Quest Troubleshooting: Checking the job output file
This page demonstrates an example of looking problems in a job output files when a job fails.
When a job fails, the first place to look is the output/error file for your job. Unless you explicitly directed it elsewhere, it will be in the directory from which you submitted your job. Even if you directed output from your script/program to another location, there is still an output file with information about the job itself. By default, the output file is named slurm-\<jobID>.out and it contains both the standard output and error.
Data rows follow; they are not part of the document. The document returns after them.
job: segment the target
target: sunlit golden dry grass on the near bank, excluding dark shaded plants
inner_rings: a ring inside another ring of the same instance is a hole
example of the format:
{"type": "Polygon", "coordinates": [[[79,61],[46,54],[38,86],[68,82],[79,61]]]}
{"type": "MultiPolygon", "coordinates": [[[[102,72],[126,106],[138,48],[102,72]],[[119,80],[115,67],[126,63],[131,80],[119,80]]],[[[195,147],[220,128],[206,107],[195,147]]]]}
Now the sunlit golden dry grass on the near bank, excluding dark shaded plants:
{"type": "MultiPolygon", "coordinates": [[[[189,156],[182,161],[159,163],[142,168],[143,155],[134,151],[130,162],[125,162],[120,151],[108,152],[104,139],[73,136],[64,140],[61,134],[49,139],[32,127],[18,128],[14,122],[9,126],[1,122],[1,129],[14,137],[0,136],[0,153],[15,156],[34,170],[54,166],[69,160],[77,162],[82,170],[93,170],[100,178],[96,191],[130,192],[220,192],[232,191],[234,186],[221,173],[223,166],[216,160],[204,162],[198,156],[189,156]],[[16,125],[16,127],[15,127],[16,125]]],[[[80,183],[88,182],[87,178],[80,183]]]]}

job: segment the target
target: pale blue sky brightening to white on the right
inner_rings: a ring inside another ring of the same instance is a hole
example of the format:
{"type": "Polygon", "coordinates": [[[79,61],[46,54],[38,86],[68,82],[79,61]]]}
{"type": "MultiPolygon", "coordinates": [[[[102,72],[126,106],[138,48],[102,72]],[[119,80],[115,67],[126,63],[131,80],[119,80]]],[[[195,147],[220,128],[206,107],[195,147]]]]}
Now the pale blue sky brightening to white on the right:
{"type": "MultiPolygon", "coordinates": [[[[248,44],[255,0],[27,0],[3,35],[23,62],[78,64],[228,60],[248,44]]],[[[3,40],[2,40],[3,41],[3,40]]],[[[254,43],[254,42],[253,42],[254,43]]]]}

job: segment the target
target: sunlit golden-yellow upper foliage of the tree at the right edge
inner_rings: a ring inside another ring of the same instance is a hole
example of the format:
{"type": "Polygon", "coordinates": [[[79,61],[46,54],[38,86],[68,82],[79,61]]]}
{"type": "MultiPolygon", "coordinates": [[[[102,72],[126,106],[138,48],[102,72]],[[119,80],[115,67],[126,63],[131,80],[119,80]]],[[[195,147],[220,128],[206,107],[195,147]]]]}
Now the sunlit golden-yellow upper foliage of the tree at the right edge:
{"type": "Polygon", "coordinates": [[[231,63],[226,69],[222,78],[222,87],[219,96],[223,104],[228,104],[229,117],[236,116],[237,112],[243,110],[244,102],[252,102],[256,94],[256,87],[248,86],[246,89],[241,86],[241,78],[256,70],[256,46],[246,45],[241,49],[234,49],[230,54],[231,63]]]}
You can use the cat command to print the contents to the terminal, or open the file in your preferred text editor.
If the job exit value, ExitCode (listed in checkjob <JobID>
report) is anything other than 0:0, the scheduler thinks something went wrong with the job.
Here is an example of the error/output file for a job where the job submission script referenced a command that wasn't found. The relevant notice is given as: line 10: lmpx: command not found. The line number refers to lines in the job submission script. A command not found can happen if you have not loaded the necessary module to add the necessary executable command to your path. It is also possible that there is a typo in your the name of the executable.
[akh9585@quser21 fail_example]$ cat slurm-549001.out
/var/spool/slurmd/job549001/slurm_script: line 10: lmpx: command not found
For this case, checkjob 549001
report includes the following lines:
JobState=FAILED Reason=NonZeroExitCode Dependency=(null)
Requeue=1 Restarts=0 BatchFlag=1 Reboot=0 ExitCode=127:0
Slurm reports that the job is FAILED in JobState and the ExitCode is given as 127:0. The scheduler obtains the exit code from bash return code. Bash returns 127 when the command doesn't exist.